Tarihsel derinliğimizi, milli menfaatlerimizi ve millet onurumuzu aynı anda ilgilendiren dış politika konuları iktidarlara göre değişmez. Şah ve veziri korumak için feda edebileceğiz bir piyon değildir. Bunlar milli politikalardır. Bu hususlarda iktidarın cesaretini kırmamak ve dikkatini dağıtmamak milli bir muhalefetin asli görevidir.
Türkiye’nin bölgesindeki aksiyonları doğrudan bu milli politikalarıyla alakalıdır. Örneğin Kuzey Kıbrıs Türk Cumhuriyeti konusundaki yaklaşımı, İngiltere, AB, ABD, Yunanistan, Kıbrıs Rum Kesimi ne derse desin değişmez, değişemez.
Bu çözüm istemediği anlamına gelmez tabii ki. Ama esneme payı pek yoktur. Uluslararası hukukun ve anlaşmaların tanıdığı hakların gerisine düşecek hiçbir öneriye çözüm nazarıyla bakamaz. “İkinci bir Tayfur Sökmen (Anavatana bağlanması sürecinde Hatay Cumhurbaşkanı) olmayacağım.” diyen Kıbrıs Cumhurbaşkanı Mustafa Akıncı’ya rağmen Türkiye’nin tutumu değişmez.
Yahut PKK söz konusu olduğunda komşularımız ya da ABD, Rusya gibi ülkelere ilişkilerimizde de çizgimiz nettir. PKK’nın Suriye koluna ofis açtıran Rusya ve azimle güneyimizde PKK’nın etkin olduğu bir özerk yönetim kurmak isteyen ABD ile başkaca ilişkilerimiz devam edebilir ama bu konuda bizde bir esneklik payı olmadığını bilirler. Bu netlik muhataplarınız için de iyidir.
“Türkiye Ermenilere soykırımı yaptı” demeyen tek ülke kalmasa bile, Türkiye için bu ancak bir iftiradır. Kompleksi de yoktur bu konuda, savaş koşulları ve Ermeni çetelerinin işbirlikçi tutumu dolayısıyla bir tehcir politikası uygulandığını ve bu sırada Ermenilerin mezalime uğradığını söylemekten çekinmez. Ancak Ermeni çetelerinin de katliam yaptığı ve bunların görülebileceği tarihi vesikaların herkesin ulaşımına açık olduğu bir durumda, araştırmadan, ortak komisyonlar kurmadan soykırım diye tutturmak ve ülke parlamentolarından karar çıkartmak hakkaniyet ölçütlerinin çok ötesinde hasmane bir tutumdur.
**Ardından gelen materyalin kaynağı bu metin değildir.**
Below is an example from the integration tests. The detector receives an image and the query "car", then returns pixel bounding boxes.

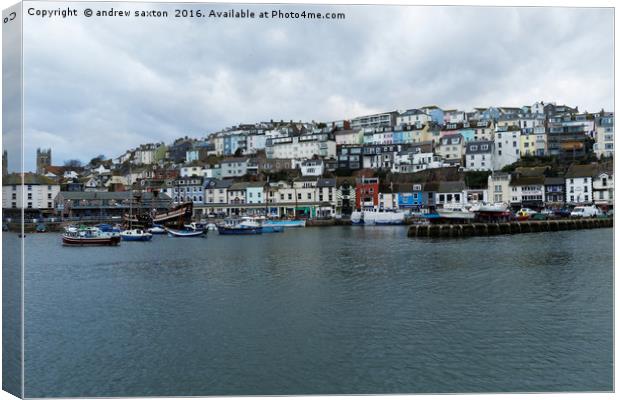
[570,206,603,218]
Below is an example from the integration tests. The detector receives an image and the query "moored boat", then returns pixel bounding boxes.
[263,219,306,228]
[166,228,206,237]
[121,229,153,242]
[62,227,121,246]
[146,225,166,235]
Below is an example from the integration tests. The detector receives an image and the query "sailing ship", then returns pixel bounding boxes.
[62,226,121,246]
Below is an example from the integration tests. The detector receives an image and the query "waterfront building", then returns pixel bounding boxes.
[519,126,547,157]
[2,173,60,218]
[220,157,249,179]
[202,164,222,179]
[435,181,467,208]
[351,111,398,130]
[334,129,364,146]
[465,141,493,171]
[131,143,164,165]
[203,178,233,215]
[510,173,545,208]
[396,108,431,128]
[594,112,614,158]
[180,164,204,178]
[544,177,566,207]
[443,110,467,124]
[355,177,379,211]
[362,144,402,170]
[337,145,364,170]
[265,133,336,159]
[53,191,171,219]
[245,182,265,204]
[564,164,598,204]
[299,159,325,176]
[243,131,267,154]
[36,148,52,175]
[493,126,521,171]
[547,115,589,160]
[316,178,338,218]
[435,133,465,165]
[379,192,398,211]
[592,171,614,209]
[487,171,511,204]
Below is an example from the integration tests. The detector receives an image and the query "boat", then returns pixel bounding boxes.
[263,219,306,228]
[62,226,121,246]
[516,208,535,221]
[95,224,122,234]
[217,219,263,235]
[239,217,284,233]
[146,225,166,235]
[437,207,476,220]
[351,210,405,225]
[121,228,153,242]
[166,228,206,237]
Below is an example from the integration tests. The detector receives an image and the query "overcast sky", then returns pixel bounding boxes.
[15,3,613,169]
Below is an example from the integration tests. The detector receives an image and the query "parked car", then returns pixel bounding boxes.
[570,206,603,218]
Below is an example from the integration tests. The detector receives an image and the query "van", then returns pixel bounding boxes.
[570,206,602,218]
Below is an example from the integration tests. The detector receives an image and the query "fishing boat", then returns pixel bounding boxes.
[62,226,121,246]
[121,229,153,242]
[146,225,166,235]
[263,219,306,228]
[351,210,405,225]
[166,228,206,237]
[217,219,263,235]
[437,207,476,220]
[239,217,284,233]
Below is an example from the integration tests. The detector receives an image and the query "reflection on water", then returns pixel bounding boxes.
[13,227,613,397]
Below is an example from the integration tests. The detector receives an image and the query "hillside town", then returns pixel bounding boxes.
[2,102,614,220]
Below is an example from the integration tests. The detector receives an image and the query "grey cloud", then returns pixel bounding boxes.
[24,3,613,170]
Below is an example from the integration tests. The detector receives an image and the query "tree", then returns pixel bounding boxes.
[64,159,82,168]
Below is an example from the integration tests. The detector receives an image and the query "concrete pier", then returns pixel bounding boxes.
[407,218,614,237]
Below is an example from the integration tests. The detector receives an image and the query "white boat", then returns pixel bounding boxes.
[351,211,405,225]
[121,229,153,242]
[437,208,475,220]
[263,219,306,228]
[478,203,508,212]
[166,228,205,237]
[147,225,166,235]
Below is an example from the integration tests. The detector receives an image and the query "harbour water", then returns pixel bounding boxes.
[12,226,613,397]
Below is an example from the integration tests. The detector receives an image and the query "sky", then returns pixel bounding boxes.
[9,3,614,170]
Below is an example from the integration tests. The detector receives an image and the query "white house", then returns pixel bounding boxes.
[180,165,204,178]
[493,128,521,171]
[465,141,493,171]
[594,113,614,158]
[299,160,325,176]
[592,172,614,207]
[564,164,597,204]
[2,173,60,210]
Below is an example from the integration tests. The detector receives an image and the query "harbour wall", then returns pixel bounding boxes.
[407,218,614,237]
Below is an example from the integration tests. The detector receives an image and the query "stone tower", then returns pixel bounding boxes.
[37,149,52,174]
[2,150,9,177]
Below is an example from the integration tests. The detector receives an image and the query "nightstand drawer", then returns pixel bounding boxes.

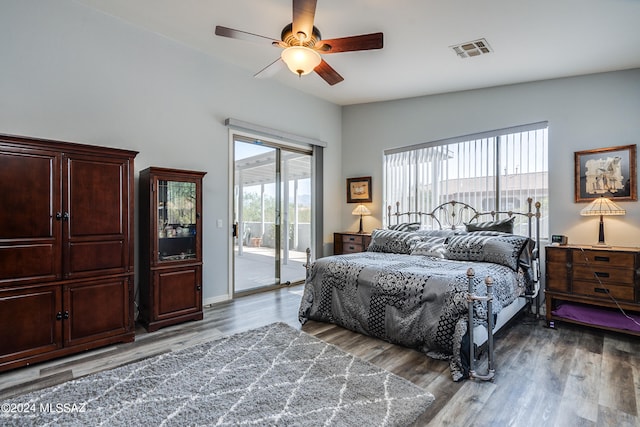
[333,232,371,255]
[573,265,634,286]
[342,242,364,254]
[573,249,635,269]
[572,280,634,302]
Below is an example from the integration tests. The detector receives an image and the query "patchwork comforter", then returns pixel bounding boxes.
[299,252,525,381]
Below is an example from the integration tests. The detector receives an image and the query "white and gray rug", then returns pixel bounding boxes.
[0,323,434,427]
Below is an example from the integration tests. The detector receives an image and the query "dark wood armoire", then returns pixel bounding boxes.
[0,135,137,371]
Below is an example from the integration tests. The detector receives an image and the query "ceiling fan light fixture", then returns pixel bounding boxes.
[280,46,322,76]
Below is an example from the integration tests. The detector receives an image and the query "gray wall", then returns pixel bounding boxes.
[342,69,640,247]
[0,0,343,302]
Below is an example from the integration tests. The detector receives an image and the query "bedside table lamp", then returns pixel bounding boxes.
[580,197,627,246]
[351,205,371,233]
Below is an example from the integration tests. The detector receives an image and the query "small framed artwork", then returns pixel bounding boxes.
[347,176,371,203]
[575,145,638,202]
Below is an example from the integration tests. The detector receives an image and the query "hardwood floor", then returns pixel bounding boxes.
[0,286,640,427]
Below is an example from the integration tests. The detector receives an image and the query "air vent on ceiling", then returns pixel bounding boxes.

HDP bu tezi sonuna kadar savunsa da Türkiye soykırım yapmıştır diyen CHP’liler olsa da Türkiye’nin bunu kabul etmesi söz konusu olamaz.
Yunanistan’la ilişkilerimizdeki netameli konular da böyledir. Adaların silahlandırılması, kıta sahanlığının 6’dan 12 mile çıkartılması, Doğu Akdeniz’deki kifayetsiz muhteris haller, Türkiye için asla kabul edilebilir değildir.
Ermenistan’ın Karabağ’ı işgali de aynı şekilde, tepkisi amasız belli bir konudur.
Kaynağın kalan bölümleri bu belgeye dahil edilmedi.